Değil Osmanlı zamanında kullanılan Türkçe, 1970’lerde konuşulan Türkçe ile günümüz Türkçesi arasında bile karşılaştırılamayacak farklılıklar meydana geldi. Tahrifat, Kur’an-ı Kerim kaynaklı kelimelerden kurtulmak için batı lisanlarından kelimelerin Türkçeye dâhili ile başlamıştı. İşi öyle ileri götürdüler ki, Türk’ün kurtarıcı durumundaki “şey” kelimesini bile kullanmak yasaktı.
Türk Dil Kurumu (TDK)’nun ilk gününden bu yana hâlen de yapmaya devam ettiği gibi ipsiz sapsız sözde kelimeler uydurulup kullandırıldı. Türkçe’nin dil bilgisi bozuldu. ‘Müşahhas’ yerine somut’, ‘mücerret’ yerine de ‘soyut’ diye bir şey uydurdular. Neredeyse her kelime için aynını yaptılar. Kelime kelâmı, kelâm Kur’an’ı hatırlatırdı çünkü. Kelimeyi yasaklayıp ‘sözcük’ diye bir şey uydurup dayattılar. 1990’lara kadar Türkçe’nin tahrifine direnen dindar çevreler bile artık gerçek Türkçeden uzaklaştı. Bu da toplumun dinî mefhumlardan bihaber kalmasına yol açtı.
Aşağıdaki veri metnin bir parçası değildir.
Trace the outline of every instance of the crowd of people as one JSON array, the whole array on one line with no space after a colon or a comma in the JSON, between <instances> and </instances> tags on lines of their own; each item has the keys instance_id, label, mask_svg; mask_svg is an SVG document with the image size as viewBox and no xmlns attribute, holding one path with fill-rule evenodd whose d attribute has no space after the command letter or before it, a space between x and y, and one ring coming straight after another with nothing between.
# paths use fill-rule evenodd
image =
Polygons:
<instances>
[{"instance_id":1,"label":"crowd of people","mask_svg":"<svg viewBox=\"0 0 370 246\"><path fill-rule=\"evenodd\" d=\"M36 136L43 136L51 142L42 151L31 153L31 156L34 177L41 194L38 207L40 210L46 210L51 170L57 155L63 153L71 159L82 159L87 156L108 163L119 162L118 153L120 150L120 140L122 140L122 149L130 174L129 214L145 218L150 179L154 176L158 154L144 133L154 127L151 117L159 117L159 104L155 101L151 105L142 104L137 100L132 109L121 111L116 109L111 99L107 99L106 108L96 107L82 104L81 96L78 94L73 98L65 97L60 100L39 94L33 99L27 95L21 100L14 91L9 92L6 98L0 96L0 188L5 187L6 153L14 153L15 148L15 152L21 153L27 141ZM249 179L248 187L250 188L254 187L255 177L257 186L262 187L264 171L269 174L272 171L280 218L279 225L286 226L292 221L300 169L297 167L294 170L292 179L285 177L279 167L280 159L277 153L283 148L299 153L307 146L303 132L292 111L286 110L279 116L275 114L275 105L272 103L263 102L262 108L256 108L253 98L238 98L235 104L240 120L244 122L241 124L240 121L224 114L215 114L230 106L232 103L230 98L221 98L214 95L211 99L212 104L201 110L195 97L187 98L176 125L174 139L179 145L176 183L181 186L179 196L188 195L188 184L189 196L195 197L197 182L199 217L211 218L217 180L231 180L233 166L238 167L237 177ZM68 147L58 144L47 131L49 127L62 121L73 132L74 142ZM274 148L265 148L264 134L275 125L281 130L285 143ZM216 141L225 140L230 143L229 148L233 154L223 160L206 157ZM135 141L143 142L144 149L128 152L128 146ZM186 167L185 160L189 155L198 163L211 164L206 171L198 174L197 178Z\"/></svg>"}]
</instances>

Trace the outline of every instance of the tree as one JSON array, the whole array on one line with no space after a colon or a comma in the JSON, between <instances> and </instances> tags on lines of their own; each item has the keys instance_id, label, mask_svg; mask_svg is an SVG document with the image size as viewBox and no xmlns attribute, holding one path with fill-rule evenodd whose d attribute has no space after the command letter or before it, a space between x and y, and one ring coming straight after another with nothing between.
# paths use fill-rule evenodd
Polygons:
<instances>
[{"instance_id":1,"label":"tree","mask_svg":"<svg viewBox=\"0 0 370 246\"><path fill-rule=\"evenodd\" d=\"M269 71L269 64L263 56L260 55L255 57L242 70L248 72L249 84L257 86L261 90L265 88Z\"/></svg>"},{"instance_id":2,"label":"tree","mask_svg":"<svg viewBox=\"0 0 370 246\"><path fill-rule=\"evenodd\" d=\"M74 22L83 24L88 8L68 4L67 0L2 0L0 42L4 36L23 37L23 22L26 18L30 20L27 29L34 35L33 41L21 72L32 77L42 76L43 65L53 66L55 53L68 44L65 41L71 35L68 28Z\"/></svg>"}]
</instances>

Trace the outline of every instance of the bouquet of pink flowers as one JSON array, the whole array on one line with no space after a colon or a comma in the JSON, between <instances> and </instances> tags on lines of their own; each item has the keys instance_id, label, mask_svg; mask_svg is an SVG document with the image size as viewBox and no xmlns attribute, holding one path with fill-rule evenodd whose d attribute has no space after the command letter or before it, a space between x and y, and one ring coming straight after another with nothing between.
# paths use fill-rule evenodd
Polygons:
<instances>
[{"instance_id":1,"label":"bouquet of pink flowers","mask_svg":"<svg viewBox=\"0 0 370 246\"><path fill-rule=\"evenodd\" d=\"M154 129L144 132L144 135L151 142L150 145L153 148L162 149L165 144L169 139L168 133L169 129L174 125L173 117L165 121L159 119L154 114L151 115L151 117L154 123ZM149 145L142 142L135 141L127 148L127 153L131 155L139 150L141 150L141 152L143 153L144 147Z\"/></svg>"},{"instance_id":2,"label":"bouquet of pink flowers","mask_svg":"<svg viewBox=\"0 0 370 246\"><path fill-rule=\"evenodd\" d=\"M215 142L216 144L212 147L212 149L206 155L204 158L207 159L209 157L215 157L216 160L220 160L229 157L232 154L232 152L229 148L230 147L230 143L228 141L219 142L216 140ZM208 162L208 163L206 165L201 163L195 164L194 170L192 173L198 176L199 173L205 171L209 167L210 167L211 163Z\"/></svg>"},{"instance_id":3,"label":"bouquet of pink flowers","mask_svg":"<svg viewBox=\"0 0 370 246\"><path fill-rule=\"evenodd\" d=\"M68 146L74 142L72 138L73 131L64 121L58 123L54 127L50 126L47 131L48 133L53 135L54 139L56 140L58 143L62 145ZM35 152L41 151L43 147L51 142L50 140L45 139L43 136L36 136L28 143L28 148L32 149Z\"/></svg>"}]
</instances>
Geçen hafta “Kim bir milyon ister” adlı yarışmada bir akademisyene şu suâl yöneltildi: “Halk arasında, “saygın” anlamında kullanılan ifade hangisidir?” Şıklar ise muhteris, münhasır, mutabık ve mûteber idi. Tahmin ettiğiniz gibi akademisyen cevabı bilemedi.
Dil öyle sathî / sığlaştırıldı ki, insanın başındaki yüzlerce hâl için İngilizceden alınmış “stres” kelimesi kullanılır hâle getirildi toplum. Kadim Türkçe zarif bir lisandır ve onu kullanmak bir incelik ve nezaket gerektir.
Oysa “stres” Türkçe olmadığı gibi ruhî durumumuzdaki arzulanmayan hâli tam olarak tarife iktifa etmiyor. Çünkü bunun yerine Türkçeyi orta seviyede bilen bir kimse şu kelimelerden birini tercih edecekti. İşte Türkçeye sırf lisanı bozmak için dâhil edilmiş “stres” kelimesi yerine kullanılması gereken kelimeler:
– Acı
– Azap
– Bedbin
– Bezgin
– Buhran
– Bunaltı
– Can sıkkınlığı
– Dert
– Elem
– Endişe
– Eziyet
– Fütur
– Gam
– Gerginlik
– Gönül darlığı
-Hüzn (hüzün)
– Istırap
– İç darlığı
– Kasâvet
– Kasvet
– Kaygı
– Keder
– Melâl
– Melâlet
– Meşakkat
– Sancı
– Sıkıntı
– Sıklet
– Sızı
– Şevksiz
– Tasa
– Teessür
– Üzüntü
-Yeis
-Zahmet
Görüleceği üzere “stres” diyerek geçiştirilir hâle gelen ahvalî tarif için ne kadar çok kelime söz konusu. Aslında pek çok kişi bu kelimelerin kāhir ekseriyetini bilir, lakin lisana ehemmiyet vermediği için kullanmaz. Bazen de bize ait olmayan bir kelimeyi kullanmayı îtibar (uyduruk ifadesiyle statü) sayar.
Bizim kadim metinlerimizin irfan muslukları akmazsa hiçbir tavsiyenin hükmü yürümez. Bu yüzden kadim muslukların suları akıtılmalı. Eskiden Müslüman cemiyet için güzel sevaplardan biri, kuru çeşmeleri akıtmaktı. “Çeşme akıtmak” sadece bize has bir tabirdir. Ancak akıtılan çeşmeden içecek kişinin suya teşne olması gerekir. Belki yapmamız gereken şey, cemiyetimizin her bir ferdine teşnelik (susuzluk) şuuru vermektir.
Unutmayınız ki, insanlar kelimelerle düşünür ve uydurukça kelimelerle ortaya kâmil fikirler çıkmaz. Batılı kelimelerle konuşan dimağlar, o kelimelerle sadece batının taşeronluğunu yaparlar. Bundan kurtulmanın yolu ise öze dönmektir.